WASHINGTON — The tension between federal and state powers over a permanent ban on Internet access taxes took the spotlight on Wednesday during House Judiciary Committee debate.

The countdown to a November deadline when a ban on Internet access taxes expires is fast approaching.

Without an extension passed by Congress, a moratorium banning state and local governments from taxing internet access, first enacted in 1998, is set to end on Nov. 1.

The bill, the Permanent Internet Tax Freedom Act, not only would make the ban permanent, it also would ban “multiple and discriminatory taxes on electronic commerce.”

Committee members voted 30-4 to move the bill forward for consideration by the House of Representatives, but not without debating the federal government’s power to restrict state and local government’s ability to raise taxes.

Rather than instituting a permanent ban, U.S. Rep. John Conyers, D-Mich., said he had hoped to continue with a temporary moratorium that could be revisited by Congress.

Conyers was opposed by the bill’s supporters, however, who agreed that Congress could revisit the law in the future if it needed to be changed.

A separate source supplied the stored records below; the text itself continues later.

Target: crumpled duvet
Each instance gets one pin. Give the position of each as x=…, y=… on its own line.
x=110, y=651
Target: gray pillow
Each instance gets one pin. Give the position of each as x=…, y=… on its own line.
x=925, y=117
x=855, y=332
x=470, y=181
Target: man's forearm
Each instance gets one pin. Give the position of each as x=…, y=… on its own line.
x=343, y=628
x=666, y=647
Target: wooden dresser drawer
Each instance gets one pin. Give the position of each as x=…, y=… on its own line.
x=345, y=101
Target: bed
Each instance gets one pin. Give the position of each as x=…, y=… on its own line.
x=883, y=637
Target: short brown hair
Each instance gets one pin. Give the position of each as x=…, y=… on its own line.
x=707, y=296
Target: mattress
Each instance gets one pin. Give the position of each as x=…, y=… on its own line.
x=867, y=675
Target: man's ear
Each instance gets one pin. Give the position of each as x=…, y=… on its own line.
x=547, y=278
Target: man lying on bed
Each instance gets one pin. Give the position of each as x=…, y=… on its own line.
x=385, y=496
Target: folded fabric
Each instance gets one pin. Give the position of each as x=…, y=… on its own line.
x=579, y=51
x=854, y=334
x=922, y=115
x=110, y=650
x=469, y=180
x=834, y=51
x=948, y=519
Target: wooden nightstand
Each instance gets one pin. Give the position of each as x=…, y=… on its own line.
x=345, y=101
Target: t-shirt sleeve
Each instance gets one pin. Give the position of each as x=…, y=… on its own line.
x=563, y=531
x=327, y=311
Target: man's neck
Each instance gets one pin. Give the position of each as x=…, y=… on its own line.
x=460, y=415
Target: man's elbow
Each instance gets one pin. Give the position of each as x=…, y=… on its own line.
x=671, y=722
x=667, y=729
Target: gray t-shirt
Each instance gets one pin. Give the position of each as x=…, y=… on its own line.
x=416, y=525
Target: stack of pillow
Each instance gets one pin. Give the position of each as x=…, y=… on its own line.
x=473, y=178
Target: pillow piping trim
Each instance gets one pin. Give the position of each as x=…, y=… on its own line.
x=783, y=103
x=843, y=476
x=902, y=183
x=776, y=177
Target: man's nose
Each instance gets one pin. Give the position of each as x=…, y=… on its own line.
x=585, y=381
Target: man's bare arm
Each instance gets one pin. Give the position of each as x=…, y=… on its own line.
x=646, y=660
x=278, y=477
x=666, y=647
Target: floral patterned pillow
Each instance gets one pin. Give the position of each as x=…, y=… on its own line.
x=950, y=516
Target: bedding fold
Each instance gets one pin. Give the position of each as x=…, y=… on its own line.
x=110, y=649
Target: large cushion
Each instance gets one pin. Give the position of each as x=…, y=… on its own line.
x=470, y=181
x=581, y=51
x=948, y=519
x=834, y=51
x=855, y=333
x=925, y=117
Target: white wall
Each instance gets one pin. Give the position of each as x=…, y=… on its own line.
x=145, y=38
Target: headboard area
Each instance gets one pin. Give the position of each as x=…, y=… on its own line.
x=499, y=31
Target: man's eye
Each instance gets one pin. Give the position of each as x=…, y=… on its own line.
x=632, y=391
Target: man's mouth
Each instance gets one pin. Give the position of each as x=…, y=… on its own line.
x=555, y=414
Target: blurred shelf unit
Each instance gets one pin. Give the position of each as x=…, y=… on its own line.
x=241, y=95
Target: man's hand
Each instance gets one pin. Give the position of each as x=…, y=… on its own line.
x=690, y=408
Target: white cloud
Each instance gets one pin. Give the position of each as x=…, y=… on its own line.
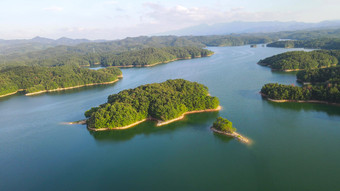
x=54, y=9
x=111, y=2
x=183, y=16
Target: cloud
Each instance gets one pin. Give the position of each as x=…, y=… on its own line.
x=184, y=16
x=54, y=9
x=111, y=2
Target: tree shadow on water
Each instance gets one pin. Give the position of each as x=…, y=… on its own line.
x=223, y=138
x=330, y=110
x=197, y=121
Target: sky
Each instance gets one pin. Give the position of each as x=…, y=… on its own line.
x=114, y=19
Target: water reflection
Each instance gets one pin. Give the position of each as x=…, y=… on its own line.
x=330, y=110
x=223, y=138
x=198, y=122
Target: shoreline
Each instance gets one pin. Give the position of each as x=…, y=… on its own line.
x=62, y=89
x=164, y=62
x=19, y=90
x=299, y=101
x=73, y=87
x=291, y=70
x=238, y=136
x=118, y=128
x=159, y=122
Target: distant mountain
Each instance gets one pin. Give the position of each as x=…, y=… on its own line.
x=36, y=44
x=251, y=27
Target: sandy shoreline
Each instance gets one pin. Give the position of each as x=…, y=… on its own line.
x=299, y=101
x=159, y=123
x=118, y=128
x=238, y=136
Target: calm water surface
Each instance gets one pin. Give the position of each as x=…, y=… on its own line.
x=296, y=146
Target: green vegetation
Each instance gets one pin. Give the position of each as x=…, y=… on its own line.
x=225, y=125
x=38, y=78
x=161, y=101
x=300, y=60
x=325, y=75
x=323, y=92
x=150, y=56
x=323, y=43
x=139, y=57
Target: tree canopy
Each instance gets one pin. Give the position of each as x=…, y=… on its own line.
x=301, y=60
x=161, y=101
x=223, y=124
x=39, y=78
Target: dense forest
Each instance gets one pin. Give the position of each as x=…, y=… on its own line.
x=64, y=51
x=300, y=60
x=143, y=56
x=325, y=75
x=150, y=56
x=38, y=78
x=321, y=92
x=162, y=101
x=323, y=43
x=223, y=124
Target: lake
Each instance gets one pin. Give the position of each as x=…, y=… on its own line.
x=295, y=145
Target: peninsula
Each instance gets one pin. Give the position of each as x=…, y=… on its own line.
x=321, y=86
x=225, y=127
x=164, y=102
x=39, y=79
x=300, y=60
x=147, y=57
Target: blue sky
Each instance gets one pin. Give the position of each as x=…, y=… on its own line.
x=112, y=19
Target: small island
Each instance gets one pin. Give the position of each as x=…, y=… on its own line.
x=163, y=102
x=301, y=60
x=225, y=127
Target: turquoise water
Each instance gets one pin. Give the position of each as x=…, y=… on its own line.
x=296, y=146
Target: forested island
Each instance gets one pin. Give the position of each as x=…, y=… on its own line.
x=322, y=86
x=225, y=127
x=139, y=57
x=320, y=43
x=40, y=79
x=164, y=102
x=153, y=56
x=301, y=60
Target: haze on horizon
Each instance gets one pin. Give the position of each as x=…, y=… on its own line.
x=113, y=19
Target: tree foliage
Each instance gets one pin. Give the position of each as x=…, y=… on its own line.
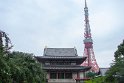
x=116, y=72
x=19, y=67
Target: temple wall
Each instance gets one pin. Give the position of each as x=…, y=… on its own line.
x=61, y=81
x=74, y=75
x=82, y=74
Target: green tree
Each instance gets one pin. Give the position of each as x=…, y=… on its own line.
x=18, y=67
x=116, y=72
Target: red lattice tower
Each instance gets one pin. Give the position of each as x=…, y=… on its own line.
x=88, y=42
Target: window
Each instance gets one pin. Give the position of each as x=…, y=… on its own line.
x=68, y=75
x=60, y=75
x=53, y=75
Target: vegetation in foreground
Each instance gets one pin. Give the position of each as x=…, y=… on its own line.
x=18, y=67
x=116, y=72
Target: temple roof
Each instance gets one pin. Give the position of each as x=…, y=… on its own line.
x=60, y=54
x=71, y=67
x=68, y=52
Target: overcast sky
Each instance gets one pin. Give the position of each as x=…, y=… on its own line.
x=34, y=24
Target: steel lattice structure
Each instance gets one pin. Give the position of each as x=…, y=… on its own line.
x=88, y=44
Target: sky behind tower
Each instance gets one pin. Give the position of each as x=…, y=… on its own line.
x=34, y=24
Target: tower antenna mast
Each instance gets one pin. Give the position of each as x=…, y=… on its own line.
x=88, y=44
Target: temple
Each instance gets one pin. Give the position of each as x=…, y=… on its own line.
x=63, y=65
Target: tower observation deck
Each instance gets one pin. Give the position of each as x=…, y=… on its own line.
x=88, y=44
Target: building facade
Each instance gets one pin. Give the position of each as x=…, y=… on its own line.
x=63, y=65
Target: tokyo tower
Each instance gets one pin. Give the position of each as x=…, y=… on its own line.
x=88, y=45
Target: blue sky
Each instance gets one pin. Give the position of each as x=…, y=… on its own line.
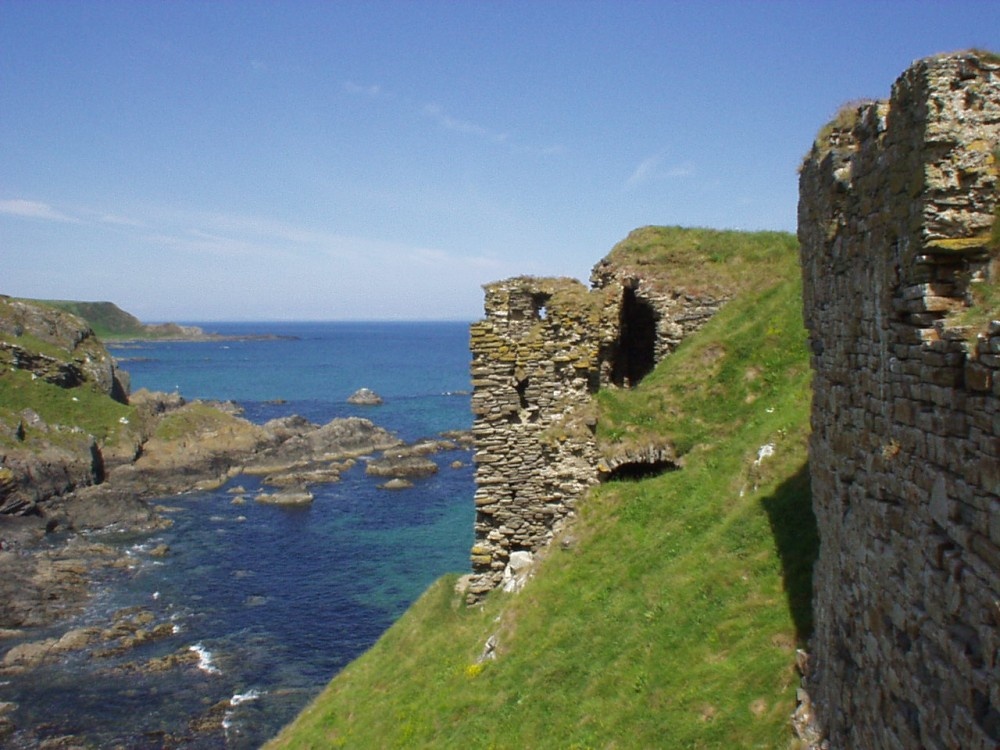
x=202, y=161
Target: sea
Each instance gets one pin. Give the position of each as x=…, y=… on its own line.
x=273, y=601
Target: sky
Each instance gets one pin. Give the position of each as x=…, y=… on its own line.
x=231, y=161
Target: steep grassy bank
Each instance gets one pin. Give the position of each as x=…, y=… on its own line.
x=109, y=322
x=668, y=614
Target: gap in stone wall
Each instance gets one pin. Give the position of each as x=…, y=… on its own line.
x=637, y=343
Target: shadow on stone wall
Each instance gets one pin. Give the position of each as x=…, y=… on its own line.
x=789, y=511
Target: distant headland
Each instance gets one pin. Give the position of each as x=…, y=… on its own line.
x=110, y=323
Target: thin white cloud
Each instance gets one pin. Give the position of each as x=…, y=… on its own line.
x=643, y=172
x=651, y=168
x=446, y=121
x=372, y=91
x=34, y=210
x=121, y=221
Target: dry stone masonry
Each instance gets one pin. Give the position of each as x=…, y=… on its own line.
x=542, y=350
x=897, y=201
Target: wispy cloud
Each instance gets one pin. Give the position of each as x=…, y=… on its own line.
x=371, y=91
x=34, y=210
x=651, y=168
x=446, y=121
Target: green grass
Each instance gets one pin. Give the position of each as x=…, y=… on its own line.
x=671, y=620
x=105, y=318
x=705, y=260
x=85, y=408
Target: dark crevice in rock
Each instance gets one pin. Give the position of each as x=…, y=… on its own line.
x=637, y=343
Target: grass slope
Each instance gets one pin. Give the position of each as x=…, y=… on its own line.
x=105, y=318
x=671, y=618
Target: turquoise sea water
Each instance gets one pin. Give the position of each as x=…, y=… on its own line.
x=274, y=601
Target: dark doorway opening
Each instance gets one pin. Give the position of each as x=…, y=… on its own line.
x=637, y=345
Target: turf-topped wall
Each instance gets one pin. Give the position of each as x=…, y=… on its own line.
x=897, y=203
x=542, y=350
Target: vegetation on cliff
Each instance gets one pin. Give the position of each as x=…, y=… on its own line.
x=109, y=321
x=668, y=614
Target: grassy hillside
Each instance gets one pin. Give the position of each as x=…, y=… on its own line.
x=106, y=318
x=670, y=616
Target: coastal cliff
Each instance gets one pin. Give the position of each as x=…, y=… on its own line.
x=676, y=608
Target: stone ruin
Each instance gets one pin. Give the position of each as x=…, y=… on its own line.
x=897, y=201
x=543, y=349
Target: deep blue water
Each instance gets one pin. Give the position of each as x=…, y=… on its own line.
x=277, y=600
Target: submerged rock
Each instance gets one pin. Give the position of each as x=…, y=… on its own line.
x=396, y=484
x=401, y=466
x=364, y=397
x=288, y=498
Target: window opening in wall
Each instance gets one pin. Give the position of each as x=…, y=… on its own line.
x=540, y=303
x=636, y=354
x=522, y=389
x=635, y=470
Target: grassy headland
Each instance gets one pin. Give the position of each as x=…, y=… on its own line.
x=668, y=614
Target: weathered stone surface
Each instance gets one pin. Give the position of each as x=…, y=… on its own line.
x=543, y=349
x=364, y=397
x=894, y=220
x=287, y=498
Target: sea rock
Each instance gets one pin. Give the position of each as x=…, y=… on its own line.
x=364, y=397
x=286, y=498
x=401, y=466
x=303, y=477
x=396, y=484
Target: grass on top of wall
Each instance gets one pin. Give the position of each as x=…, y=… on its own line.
x=669, y=618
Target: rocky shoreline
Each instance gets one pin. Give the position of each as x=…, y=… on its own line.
x=50, y=555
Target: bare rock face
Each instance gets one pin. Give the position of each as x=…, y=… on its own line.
x=73, y=354
x=364, y=397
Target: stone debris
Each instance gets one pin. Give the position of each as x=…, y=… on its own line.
x=543, y=349
x=895, y=217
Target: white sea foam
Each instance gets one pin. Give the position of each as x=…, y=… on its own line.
x=205, y=663
x=249, y=695
x=237, y=699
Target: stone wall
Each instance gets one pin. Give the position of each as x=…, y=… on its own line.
x=897, y=200
x=542, y=350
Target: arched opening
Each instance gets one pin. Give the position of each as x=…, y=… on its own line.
x=637, y=345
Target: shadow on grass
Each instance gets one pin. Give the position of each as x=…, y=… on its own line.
x=789, y=511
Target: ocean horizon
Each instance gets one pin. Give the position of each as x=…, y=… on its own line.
x=273, y=601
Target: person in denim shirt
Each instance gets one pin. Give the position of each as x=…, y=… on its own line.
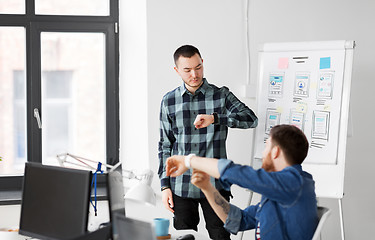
x=287, y=209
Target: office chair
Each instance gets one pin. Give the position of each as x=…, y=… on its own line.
x=323, y=214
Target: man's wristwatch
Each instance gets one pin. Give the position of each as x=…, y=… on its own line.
x=216, y=118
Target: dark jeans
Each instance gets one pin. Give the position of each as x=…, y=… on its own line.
x=186, y=216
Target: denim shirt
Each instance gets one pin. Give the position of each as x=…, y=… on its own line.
x=287, y=209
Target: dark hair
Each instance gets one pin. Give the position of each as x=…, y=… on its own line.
x=186, y=51
x=292, y=141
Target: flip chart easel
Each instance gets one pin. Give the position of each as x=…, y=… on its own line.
x=307, y=84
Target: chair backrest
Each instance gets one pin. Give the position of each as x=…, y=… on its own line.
x=323, y=214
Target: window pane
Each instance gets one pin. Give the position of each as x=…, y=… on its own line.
x=73, y=96
x=12, y=100
x=72, y=7
x=12, y=6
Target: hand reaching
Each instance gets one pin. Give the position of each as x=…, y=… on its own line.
x=175, y=166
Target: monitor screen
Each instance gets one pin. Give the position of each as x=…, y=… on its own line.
x=55, y=202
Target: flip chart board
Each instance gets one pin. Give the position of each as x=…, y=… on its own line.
x=307, y=84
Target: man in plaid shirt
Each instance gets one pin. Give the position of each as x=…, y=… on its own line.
x=194, y=119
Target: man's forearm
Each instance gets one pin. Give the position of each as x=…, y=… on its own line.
x=207, y=165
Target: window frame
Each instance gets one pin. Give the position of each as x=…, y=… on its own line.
x=34, y=25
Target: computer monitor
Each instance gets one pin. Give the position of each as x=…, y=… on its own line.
x=55, y=202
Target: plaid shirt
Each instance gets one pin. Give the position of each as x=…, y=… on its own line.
x=178, y=135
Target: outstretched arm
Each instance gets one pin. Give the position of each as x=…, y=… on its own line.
x=175, y=165
x=217, y=202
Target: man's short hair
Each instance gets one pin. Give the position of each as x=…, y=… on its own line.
x=186, y=51
x=292, y=141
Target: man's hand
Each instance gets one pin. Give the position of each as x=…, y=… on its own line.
x=175, y=166
x=167, y=199
x=201, y=180
x=203, y=120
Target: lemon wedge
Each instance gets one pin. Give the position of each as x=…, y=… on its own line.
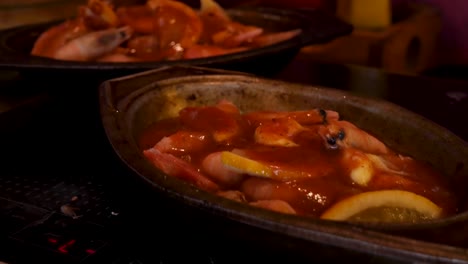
x=245, y=165
x=389, y=206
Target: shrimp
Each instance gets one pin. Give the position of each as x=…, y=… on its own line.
x=98, y=15
x=219, y=29
x=307, y=196
x=179, y=168
x=183, y=142
x=175, y=22
x=93, y=45
x=275, y=205
x=233, y=195
x=223, y=125
x=235, y=34
x=57, y=36
x=343, y=134
x=118, y=57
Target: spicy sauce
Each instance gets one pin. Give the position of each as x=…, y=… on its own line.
x=312, y=170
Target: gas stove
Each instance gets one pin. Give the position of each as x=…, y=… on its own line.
x=65, y=197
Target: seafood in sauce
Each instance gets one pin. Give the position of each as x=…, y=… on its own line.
x=154, y=31
x=297, y=162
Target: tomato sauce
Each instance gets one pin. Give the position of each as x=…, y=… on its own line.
x=311, y=172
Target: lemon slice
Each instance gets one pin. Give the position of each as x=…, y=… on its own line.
x=390, y=206
x=245, y=165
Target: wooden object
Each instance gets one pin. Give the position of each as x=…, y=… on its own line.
x=407, y=46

The bill’s sponsors include House Judiciary Committee Chairman Bob Goodlatte, R-Va., and U.S. Reps. Spencer Bachus, R-Ala., Steve Chabot, R-Ohio, and Steve Cohen, D-Tenn. — all of whom received a combined $432, 041 from political action committees and individual donors representing the computer and electronics sectors for the 2014 election cycle, according to OpenSecrets.org.

The computers and Internet industry also is the second highest contributor to the re-election campaign of U.S. Rep. Anna Eshoo, D-Calif., also a bill cosponsor.

As of May 19, computer industry-affiliated donors already had backed Eshoo’s 2014 re-election campaign with $97,240 of donations from individuals and political action committees.

In a blog post published on Tuesday, Amy McLean, director of advocacy communications of MyWireless.org, a consumer advocacy organization affiliated with the wireless industry, called the hearing “good news.”

“As we blogged about last week, extending the moratorium on taxing internet access is crucial to ensuring that Americans have affordable and wide-spread access to the Internet,” said McLean.

MyWireless.org organized a petition that received thousands of signatures from citizens, as well as participated in a coalition of organizations that signed on to a letter to lawmakers, both in support of the ban.

During the past several years, the federal government and state governments have been locked in a struggle over imposing and enforcing online sales taxes laws.

States and local governments argue that federal interstate commerce laws prohibit states from taxing online sales. Critics retort that state governments are looking for a politically savvy way to tax people who do not reside within their borders.

Tensions between federal and state oversight over the Internet were also highlighted recently when, in early June, a group of Republican senators challenged Federal Communications Commission Chairman Tom Wheeler’s plan to ignore state laws banning Internet services funded by local taxpayers.

Nearly a week later, in a blog post promoting the local Internet services of Chattanooga, Tenn., Wheeler reminded the senators that local elected officials were just as accountable to taxpayers as state officials.

“I understand that, like any venture, community broadband there hasn’t always been a success,” said Wheeler, stating that “a review of the record shows far more successes than failures.”

“If the people, acting through their elected local governments, want to pursue competitive community broadband, they shouldn’t be stopped by state laws promoted by cable and telephone companies that don’t want that competition,” said Wheeler.